Правление колхоза помещалось в большом шестиоконном доме с парадным крыльцом. Над крыльцом новенькая вывеска: рабочий в брезентовой спецовке держит в могучих руках развернутое алое знамя, на котором написано: «Победа пролетариата».

Лицо рабочего показалось нам знакомым. Мы вгляделись. У человека на вывеске было лицо нашего Чапичева. Если бы не лихой черный ус — вылитый Яков. Мы расхохотались, а Чапичев только покачал головой и произнес не без уважения:

— Чертов Репка. Ты посмотри, как разрисовал.

Мы вошли в правление. В первой комнате, увешанной плакатами и лозунгами, никого не оказалось, а во второй нам навстречу поднялся из-за стола маленький, щуплый, похожий на подростка, человечек в длинной, почти до колен, полотняной толстовке.

— С кем имею честь? — строго и официально спросил он.

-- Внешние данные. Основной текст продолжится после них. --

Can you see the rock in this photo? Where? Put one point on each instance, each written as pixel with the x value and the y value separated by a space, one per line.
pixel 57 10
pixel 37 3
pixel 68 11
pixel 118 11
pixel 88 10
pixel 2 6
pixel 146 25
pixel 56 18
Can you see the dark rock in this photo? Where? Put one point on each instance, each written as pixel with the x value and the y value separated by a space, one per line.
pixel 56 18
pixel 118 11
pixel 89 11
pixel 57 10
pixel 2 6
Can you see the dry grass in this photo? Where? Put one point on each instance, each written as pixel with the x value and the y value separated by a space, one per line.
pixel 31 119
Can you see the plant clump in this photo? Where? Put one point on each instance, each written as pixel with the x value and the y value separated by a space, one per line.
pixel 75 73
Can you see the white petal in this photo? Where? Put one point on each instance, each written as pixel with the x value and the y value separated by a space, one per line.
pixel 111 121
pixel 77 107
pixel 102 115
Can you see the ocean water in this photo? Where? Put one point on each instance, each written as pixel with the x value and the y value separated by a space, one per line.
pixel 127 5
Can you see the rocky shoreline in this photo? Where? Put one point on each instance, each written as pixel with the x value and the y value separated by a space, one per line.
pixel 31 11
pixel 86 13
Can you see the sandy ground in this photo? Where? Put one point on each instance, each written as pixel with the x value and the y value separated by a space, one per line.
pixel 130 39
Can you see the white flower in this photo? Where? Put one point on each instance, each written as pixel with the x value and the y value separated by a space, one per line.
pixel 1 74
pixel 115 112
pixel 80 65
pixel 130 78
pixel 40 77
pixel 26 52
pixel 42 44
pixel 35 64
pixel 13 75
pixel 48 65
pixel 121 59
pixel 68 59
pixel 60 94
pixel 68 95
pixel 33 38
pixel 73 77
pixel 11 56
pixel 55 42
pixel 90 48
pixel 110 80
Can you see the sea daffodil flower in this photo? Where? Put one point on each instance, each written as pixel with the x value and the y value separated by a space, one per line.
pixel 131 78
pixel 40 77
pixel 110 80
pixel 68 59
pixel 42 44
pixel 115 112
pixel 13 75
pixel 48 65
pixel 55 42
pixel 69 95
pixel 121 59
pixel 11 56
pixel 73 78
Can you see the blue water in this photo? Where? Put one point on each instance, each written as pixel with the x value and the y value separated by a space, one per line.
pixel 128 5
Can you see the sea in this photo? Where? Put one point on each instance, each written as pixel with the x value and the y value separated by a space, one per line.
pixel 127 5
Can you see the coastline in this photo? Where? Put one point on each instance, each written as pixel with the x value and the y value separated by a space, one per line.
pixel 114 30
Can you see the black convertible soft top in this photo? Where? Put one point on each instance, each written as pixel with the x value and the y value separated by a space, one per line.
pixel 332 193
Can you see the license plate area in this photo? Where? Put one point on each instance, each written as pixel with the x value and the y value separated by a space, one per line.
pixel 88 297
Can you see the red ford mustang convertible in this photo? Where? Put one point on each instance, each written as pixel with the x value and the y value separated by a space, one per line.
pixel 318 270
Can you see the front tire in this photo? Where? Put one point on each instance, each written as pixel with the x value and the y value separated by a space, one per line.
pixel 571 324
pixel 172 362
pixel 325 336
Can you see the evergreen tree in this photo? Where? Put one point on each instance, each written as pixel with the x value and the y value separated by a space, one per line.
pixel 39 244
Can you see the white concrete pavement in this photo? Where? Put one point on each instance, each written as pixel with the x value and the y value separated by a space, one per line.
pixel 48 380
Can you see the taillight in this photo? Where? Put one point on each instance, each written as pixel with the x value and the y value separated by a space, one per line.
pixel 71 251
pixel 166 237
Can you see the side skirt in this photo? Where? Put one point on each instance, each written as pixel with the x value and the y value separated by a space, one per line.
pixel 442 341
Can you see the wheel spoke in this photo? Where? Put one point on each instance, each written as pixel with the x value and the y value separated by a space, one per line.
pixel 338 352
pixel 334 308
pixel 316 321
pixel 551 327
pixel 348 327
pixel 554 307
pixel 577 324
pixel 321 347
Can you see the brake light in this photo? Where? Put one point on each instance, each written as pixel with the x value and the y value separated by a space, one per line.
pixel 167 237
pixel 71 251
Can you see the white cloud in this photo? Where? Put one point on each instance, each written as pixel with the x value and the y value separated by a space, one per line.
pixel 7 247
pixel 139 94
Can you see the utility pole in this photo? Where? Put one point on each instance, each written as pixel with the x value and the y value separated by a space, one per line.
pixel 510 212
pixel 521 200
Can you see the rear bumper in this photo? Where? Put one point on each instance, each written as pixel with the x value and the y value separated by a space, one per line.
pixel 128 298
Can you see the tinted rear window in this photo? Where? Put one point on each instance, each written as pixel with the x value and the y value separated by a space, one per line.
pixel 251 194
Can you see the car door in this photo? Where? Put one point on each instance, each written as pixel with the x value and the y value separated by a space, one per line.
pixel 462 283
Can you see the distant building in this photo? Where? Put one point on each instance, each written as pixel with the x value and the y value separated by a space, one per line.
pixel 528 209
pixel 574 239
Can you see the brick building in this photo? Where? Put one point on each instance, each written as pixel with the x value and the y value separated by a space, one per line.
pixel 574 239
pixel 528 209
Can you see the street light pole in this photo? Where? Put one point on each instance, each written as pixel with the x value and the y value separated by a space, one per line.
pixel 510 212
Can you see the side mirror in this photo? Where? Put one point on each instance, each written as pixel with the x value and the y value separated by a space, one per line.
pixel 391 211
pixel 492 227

Яков протянул ему наш райкомовский мандат. И пока человечек с интересом разглядывал бумагу, мы с не меньшим интересом разглядывали его. Странный человек. На голове его росли не волосы, а короткий желтый пух, как у новорожденного утенка. Такой же утиный пух на подбородке. Вместо бровей и ресниц тоже пушок. И весь этот человечек казался необыкновенно легким и пушистым. Дунешь — полетит.

— «Божий одуванчик», — шепнул мне на ухо Стащенюк.

Прочитав мандат, человечек положил его на стол и, протянув Якову короткопалую крохотную ручонку, представился:

— Счетовод колхоза «Победа пролетариата» Христиан Адольфович Кернер. Хотя имя и фамилия немецкие, сам я чистокровный русский. Парадоксально, но факт.

— Бывает, — неопределенно сказал Яков.

— Бывает, — согласился Кернер. — Хуже бывает и лучше бывает. Вы не думайте — я не в обиде. Я по мировоззрению своему интернационалист. Наплевать мне на фамилию.

— Зачем же плевать? — сказал Яков. — Фамилия как фамилия.

— Вот именно. Я тоже так считаю… Садитесь, дорогие товарищи. Не стесняйтесь, будьте как дома. Вы даже не знаете, как я вам рад. У нас здесь днем с огнем не сыщешь культурного человека. А тут целая бригада. Судя по мандату, среди вас есть артисты, агитаторы, редакторы. Как представитель немногочисленной местной интеллигенции от всего сердца приветствую ваше появление.

— Ну и шпарит, — шепнул мне Яков. — Будто по Зощенко.

Кернер снова сел за стол.

— Ваши планы? — спросил он деловито.

— Нам надо в поле, к людям, — ответил Яков.

— Организуем, — сказал Кернер. — Обедали?

Мы замялись и не сразу ответили счетоводу. Конечно, мы хотели есть, но до сих пор мы как-то не подумали о том, где и кто нас будет кормить. И Денис на инструктаже ничего нам об этом не сказал.

— А вы не стесняйтесь, — продолжал Кернер. — Чего стесняться в своем отечестве.

«А он ничего себе дядька», — подумал я, проникаясь симпатией к пушистому счетоводу.

— Понимаете, товарищ Кернер, мы вчера поужинали и… — начал Яков, но счетовод прервал его.

— Айн момент, сейчас организуем.

Счетовод постучал кулачком в стенку и крикнул:

— Остапчук!

На зов явился рослый костлявый старик с недовольным лицом.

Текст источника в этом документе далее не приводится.